Loading articles...

Wake held for NYPD officer killed in ambush

(Left to right): New York Police Department officers Wenjian Liu and Rafael Ramos were shot to death on Dec. 20, 2014. SOURCE: Handout/NYPD

New York City police guards saluted as Mayor Bill de Blasio entered a Brooklyn funeral home on Saturday with his police commissioner for the wake of the second of two patrol officers killed in an ambush last month.

Ahead of the wake for Wenjian Liu, believed to be the city’s first Chinese-American officer killed in the line of duty, Commissioner Bill Bratton told his force to refrain from the “act of disrespect” seen at the funeral of Liu’s partner, when some of those in uniform turned their backs on de Blasio.

“A hero’s funeral is about grieving, not grievance,” Bratton wrote in a memo to be read on police roll calls over the weekend. Liu’s funeral is set for Sunday.

Liu, 32, and Rafael Ramos, 40, were shot to death on Dec. 20 as they sat in their squad car in Brooklyn. Their killer, Ismaaiyl Brinsley, who killed himself soon after, had said he was seeking to avenge the deaths this summer of two unarmed black men at the hands of white police officers.

New York Governor Andrew Cuomo called the fate of the slain officer “a tragic story”.

“They were newlyweds, just had moved into their home, just had started the American dream. His parents were living with them and just a few months into the marriage, she’s now a widow, young man officer Lui, who this was his dream, to become an NYPD officer. In some ways, it’s the ultimate assimilation into America, into New York, to become a police officer,” said Cuomo.
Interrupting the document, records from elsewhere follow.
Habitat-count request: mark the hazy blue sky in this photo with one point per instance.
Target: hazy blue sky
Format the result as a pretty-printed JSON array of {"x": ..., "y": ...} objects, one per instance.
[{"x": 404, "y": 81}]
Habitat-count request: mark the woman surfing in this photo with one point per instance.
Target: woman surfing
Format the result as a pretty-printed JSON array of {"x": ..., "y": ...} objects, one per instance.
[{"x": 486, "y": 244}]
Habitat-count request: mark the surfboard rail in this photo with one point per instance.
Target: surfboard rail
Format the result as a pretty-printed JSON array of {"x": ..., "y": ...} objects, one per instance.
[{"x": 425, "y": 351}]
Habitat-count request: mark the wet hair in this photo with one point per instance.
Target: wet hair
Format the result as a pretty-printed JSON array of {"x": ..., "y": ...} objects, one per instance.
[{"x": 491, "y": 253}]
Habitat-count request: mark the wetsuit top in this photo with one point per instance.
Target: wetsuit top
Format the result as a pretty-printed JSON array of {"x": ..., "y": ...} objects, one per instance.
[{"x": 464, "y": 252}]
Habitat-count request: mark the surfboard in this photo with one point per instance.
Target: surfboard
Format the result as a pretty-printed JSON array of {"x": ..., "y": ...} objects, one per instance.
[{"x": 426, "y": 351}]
The killing of Liu and Ramos has strained the already frayed relations between the rank and file and De Blasio, who was a critic of police policies when he ran for office in 2013. The mayor, who has a biracial son, has also offered qualified support for the wave of protests triggered late last year by the black men’s deaths in New York and Missouri.

Immediately after Liu and Ramos were shot, Patrick Lynch, the head of the city’s largest police union, expressed scorn for de Blasio. “There is blood on many hands,” he said. “It starts on the steps of City Hall, in the office of the mayor.”
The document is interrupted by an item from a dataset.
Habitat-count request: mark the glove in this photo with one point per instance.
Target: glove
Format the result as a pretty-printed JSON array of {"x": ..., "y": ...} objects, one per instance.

On Saturday, a few hundred mourners, a majority of whom were police officers in dress blue uniforms, lined up on a frigid and snowy afternoon outside the funeral home.
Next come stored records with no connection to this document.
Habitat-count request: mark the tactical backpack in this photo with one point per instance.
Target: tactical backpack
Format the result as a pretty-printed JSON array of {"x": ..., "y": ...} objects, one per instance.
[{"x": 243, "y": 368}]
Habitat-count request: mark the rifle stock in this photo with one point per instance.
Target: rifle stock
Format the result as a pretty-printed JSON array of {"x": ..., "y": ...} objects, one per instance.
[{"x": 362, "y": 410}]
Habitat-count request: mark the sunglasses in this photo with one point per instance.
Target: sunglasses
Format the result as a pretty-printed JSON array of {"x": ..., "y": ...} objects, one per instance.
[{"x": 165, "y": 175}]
De Blasio and Bratton entered together the service together shortly after the funeral home opened, with officers standing guard by the funeral’s entrance saluting both men as they made their way inside.

New York Governor Andrew Cuomo, son of former Governor Mario Cuomo, who died earlier this week, arrived later and shook the hands of police officers before entering the funeral home.

The funeral for Ramos last Sunday was among the largest in the history of the department, with more than 20,000 officers from around the country filling streets around the church.

When de Blasio began his eulogy there, many uniformed officers turned their backs on television monitors set up outside, in a gesture of disdain for the liberal mayor following his criticisms of police policies.